About the PPP Loan
What is the interest rate?
What is the maturity date?
When will I need to begin repayment if my loan isn’t forgiven?
You will not need to make any payments for six months from the date of disbursement. Interest will accrue during this six month deferment.
Is the PPP loan eligible for forgiveness?
Yes. Up to the full amount of the loan can be forgiven (including interest), if used for forgivable purposes and employee compensation levels are maintained. Not more than 25% of the loan forgiveness amount may be attributable to non-payroll costs.
How can I apply for loan forgiveness?
SBA will be providing additional guidance on how to request loan forgiveness. For the most up-to-date information, please refer to the SBA Payment Protection Program website. Once finalized, OnPoint will share these instructions with our PPP borrowers within the first six weeks of your loan disbursement.
How Can PPP Money be Used for Debt Forgiveness?
75% Of your total loan amount must be used towards “Payroll costs.”
For businesses with employees (not independent contractors) who reside within the US, payroll consists of:
- Salary, wages, commissions, or similar compensation
Note: Independent contractors do not count as employees for the PPP loan. Independent contractors can file for their own PPP loan.
- Cash tips, or the equivalent (based on employer records of past tips, or reasonable, good-faith employer estimates of such tips)

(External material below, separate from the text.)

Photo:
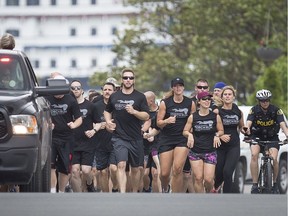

- Payment for vacation, parental, family, medical, or sick leave
- Allowance for separation or dismissal
- Payment for the provision of employee benefits, including:
- Group health care coverage
- Insurance premiums
- Payment of state and local taxes assessed on the compensation of employees
- Note: reduction in number of employees or salary could reduce forgivable amount.
For an independent contractor or sole proprietor, payroll consists of:
- Net earnings from self-employment
- Similar compensation
Up to 25% of your total loan amount can be used for the following acceptable non-payroll costs:
- Interest on mortgage obligations incurred prior to February 15
- Rent on leases signed prior to February 15
- Utilities with a service agreement prior to February 15
What is excluded?
- Any compensation of an employee whose primary residence is not in the US
- Compensation of an individual employee in excess of an annual salary of $100,000. The exclusion of compensation in excess of $100,000 annually applies only to cash compensation, not to non-cash benefits, including:
- Employer contributions to defined-benefit or defined-contribution retirement plans;
- Payment for the provision of employee benefits consisting of group health care coverage, including insurance premiums; and
- Payment of state and local taxes assessed on the compensation of employees.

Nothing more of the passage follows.